As a start:
1. Any 2D array can be represented as a 1d array using a transform using its 2 coordinates.
2. The 8 neighbors plus border element make a 3x3 array, centered on the border element.
int main()
{
int pg[9] = {100,101,102,110,111,112,120,121,122};
typedef int i3[3];
i3* magic = (i3*)(pg);
cout << magic[1][1]; //address pg as if it were 2-d. we mangled it into a 3x3 here
//the reshape tricks only work on solid blocks. dynamic multi-dimensional stuff can't do
//these things.
}
be creative on losing the ifs
1) consider using an enum to name your locations. it will be easier to read crd[top] and then you don't need the comments.

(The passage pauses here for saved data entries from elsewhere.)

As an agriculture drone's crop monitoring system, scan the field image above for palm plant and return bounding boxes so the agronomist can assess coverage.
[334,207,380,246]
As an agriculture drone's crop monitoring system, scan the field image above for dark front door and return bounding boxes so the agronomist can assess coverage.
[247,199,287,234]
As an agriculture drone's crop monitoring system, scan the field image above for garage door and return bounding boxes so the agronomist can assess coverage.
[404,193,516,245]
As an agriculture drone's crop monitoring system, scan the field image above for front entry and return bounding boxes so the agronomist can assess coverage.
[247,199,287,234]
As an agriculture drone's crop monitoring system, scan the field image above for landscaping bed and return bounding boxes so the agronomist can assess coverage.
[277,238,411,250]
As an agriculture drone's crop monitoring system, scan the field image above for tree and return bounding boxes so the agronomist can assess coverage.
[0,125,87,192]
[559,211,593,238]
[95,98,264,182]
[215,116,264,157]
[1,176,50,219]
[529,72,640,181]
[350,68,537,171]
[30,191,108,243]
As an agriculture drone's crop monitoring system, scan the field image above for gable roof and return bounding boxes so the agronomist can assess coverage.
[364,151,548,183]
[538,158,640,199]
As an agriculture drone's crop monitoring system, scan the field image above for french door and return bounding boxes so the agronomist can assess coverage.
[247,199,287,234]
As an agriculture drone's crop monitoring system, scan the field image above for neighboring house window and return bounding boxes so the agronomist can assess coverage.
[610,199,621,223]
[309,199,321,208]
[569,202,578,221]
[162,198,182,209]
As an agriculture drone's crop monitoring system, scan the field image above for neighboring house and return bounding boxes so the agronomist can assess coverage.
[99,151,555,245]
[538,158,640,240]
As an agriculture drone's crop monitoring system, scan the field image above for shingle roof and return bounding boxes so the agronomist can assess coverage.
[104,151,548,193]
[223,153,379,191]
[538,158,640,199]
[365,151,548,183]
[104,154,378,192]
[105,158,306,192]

2) you can iterate using these enums. for(i = top, i <= upper_right; i++) if(crd[i] < 0) crd[i]+= gridfields; or something like that. there are other ways too-- you can make what to do for true and false:
int tf[2] = {0,gridfields};
...
crd[4] += tf[crd[4] <0]; //false adds zero, true adds gridfields... no if statement.
not saying any of this is the right way to do it, but you asked. Any or all of these tricks can be useful when fixing pre c98 code, though and getting rid of if statements this way is faster in some code (not all) than using a branch.